Vaivase Primary School Principal, Sa'o Tolai, said the school had parents come in with written notes attesting to their child's vaccination status but had to be turned away.
"I told them that I too can write up something like that saying that my child has been vaccinated," she said.
The Principal said that children required officially stamped Government-issued yellow proof-of-vaccination cards were being turned away.
Exemptions were made only for students who had received their vaccinations overseas and had registered letters from doctors.
"Confirmation letters from overseas as proof of vaccination are accepted to enroll children into classes," Ms. Tolai said.
The Samoa Observer was also told that Leififi College turned away students.

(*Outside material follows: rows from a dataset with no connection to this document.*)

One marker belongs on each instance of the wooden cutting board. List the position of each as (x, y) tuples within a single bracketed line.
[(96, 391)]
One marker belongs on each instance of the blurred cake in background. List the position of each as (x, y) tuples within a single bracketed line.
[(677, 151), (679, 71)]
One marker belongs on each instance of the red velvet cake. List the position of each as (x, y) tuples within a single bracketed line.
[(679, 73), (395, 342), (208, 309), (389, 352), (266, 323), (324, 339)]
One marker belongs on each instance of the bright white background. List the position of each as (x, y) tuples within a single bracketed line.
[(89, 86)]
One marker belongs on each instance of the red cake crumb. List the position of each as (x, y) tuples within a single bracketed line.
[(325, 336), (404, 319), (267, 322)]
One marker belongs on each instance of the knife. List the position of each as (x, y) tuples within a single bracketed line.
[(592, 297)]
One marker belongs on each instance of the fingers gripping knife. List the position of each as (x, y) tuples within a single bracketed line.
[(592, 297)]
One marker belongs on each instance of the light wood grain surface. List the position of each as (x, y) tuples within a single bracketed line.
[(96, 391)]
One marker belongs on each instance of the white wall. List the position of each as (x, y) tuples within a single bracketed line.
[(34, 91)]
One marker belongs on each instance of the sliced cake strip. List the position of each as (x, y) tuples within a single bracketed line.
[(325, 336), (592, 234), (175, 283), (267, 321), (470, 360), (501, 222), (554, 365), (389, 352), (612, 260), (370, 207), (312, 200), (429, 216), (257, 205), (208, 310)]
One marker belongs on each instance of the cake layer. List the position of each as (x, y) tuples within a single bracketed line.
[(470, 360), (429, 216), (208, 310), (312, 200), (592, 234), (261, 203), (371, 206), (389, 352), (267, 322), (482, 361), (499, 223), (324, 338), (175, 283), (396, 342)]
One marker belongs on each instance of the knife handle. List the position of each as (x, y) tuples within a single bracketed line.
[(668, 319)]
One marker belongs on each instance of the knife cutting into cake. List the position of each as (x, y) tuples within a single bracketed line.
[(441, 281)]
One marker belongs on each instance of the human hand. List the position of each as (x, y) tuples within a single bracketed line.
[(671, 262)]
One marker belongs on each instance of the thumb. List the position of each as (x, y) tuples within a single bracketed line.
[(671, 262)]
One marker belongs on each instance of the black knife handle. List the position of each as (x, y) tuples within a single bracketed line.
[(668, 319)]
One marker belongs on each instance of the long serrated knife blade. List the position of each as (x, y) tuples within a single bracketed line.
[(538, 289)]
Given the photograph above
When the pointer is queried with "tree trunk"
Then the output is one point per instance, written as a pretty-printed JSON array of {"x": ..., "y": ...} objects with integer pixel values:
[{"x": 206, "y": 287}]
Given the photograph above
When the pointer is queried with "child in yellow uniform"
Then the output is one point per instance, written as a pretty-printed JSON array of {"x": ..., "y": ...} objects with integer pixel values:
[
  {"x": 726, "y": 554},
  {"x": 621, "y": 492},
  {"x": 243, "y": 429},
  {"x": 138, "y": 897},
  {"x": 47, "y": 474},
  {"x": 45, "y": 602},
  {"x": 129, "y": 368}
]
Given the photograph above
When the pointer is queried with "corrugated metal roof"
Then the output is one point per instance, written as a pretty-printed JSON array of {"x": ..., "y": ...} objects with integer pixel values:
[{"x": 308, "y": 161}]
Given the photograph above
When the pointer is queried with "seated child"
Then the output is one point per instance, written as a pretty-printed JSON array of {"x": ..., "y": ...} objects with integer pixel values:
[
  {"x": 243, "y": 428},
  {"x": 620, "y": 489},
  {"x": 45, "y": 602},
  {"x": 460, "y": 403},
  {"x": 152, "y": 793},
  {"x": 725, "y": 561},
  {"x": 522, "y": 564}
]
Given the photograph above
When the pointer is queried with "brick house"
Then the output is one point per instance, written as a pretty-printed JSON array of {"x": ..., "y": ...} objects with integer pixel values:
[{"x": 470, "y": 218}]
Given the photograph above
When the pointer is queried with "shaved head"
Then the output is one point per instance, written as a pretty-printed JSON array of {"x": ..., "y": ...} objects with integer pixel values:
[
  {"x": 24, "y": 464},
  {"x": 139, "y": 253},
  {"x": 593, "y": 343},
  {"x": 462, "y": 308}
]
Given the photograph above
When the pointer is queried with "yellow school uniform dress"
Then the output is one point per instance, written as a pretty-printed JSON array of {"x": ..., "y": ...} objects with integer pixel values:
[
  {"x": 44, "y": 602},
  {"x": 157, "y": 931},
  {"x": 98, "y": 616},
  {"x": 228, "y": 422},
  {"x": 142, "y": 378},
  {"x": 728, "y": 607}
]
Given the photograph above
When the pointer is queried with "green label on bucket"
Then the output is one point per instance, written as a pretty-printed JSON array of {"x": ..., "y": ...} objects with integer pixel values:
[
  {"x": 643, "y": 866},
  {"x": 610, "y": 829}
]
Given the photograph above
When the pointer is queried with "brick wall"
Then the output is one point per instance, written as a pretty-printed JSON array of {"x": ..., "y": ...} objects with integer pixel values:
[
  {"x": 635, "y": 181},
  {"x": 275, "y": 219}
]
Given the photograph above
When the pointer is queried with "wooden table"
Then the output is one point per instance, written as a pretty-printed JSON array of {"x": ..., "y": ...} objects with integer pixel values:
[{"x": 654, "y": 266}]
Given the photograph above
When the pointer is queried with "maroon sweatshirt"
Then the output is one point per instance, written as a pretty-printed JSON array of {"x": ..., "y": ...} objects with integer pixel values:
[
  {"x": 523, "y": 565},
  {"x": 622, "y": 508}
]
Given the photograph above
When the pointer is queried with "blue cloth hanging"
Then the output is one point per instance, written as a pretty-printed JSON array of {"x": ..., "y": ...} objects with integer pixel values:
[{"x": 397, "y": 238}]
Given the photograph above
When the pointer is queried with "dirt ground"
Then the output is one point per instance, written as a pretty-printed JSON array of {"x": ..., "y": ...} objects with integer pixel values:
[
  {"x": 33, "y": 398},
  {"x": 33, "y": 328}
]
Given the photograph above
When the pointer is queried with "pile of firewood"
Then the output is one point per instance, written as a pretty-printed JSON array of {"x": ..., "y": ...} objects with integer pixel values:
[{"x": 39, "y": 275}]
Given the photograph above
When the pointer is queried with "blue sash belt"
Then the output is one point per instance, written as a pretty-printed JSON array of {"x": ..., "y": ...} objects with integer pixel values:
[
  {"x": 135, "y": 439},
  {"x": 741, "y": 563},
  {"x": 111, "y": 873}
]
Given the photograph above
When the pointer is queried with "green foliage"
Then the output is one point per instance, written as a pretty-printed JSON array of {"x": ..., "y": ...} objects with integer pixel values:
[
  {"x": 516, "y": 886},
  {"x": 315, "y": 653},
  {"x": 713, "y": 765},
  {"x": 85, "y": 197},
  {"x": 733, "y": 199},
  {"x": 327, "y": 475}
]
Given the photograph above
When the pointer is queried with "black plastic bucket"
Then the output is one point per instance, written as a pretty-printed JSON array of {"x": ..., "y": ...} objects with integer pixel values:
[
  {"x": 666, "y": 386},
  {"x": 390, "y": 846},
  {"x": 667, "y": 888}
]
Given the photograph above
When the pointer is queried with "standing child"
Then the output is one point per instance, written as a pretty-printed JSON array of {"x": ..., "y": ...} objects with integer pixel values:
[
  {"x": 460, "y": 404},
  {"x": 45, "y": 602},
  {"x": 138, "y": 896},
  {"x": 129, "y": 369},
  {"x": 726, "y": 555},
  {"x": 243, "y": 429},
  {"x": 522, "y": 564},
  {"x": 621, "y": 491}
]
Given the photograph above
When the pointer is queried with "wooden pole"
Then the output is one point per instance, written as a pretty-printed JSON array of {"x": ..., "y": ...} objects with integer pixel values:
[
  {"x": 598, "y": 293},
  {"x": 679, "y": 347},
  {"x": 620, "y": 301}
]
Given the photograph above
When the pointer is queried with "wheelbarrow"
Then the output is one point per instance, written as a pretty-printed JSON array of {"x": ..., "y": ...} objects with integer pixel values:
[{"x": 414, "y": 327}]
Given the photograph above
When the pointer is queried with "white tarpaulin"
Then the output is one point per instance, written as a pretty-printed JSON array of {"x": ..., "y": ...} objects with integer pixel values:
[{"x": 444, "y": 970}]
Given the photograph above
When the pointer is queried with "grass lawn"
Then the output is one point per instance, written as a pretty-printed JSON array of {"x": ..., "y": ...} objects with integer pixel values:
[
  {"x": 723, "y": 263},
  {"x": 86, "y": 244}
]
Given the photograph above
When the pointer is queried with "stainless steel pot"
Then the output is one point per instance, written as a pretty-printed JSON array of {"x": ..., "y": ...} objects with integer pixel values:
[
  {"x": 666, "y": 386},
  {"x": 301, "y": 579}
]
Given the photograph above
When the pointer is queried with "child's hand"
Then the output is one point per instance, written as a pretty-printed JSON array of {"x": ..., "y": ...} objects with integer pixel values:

Asked about the issue the shortage, a shocked Loau responded with "Jesus!"
Loau insisted that students "should not" be allowed in school without proof-of-vaccination.
But the Minister then told reporters that the Director General of the Ministry of Health, Leausa Dr. Take Naseri, would be in a better position to provide answers.
Multiple attempts to get a comment from Leausa regarding the issue have been either unsuccessful or denied.
The recently-passed Infants Amendment Act (No. 2) 2019 prohibits schools from enrolling students without complete vaccination records. Principals who contravene the order can face fines of up to $10,000.
Last week the Deputy Director of Public Health, Tagaloa Dr. Robert Thomsen, said elements of the legislation requiring "complete" vaccination records were not yet able to be fulfilled by parents.
“In order for a child to have all its required immunisation to be updated it takes up to seven months to catch up [on] all the required immunisation[s]," he said.
On Monday, a source at theTuasivi Hospital confirmed cards had arrived, but phone calls to Safotu Hospital were not returned.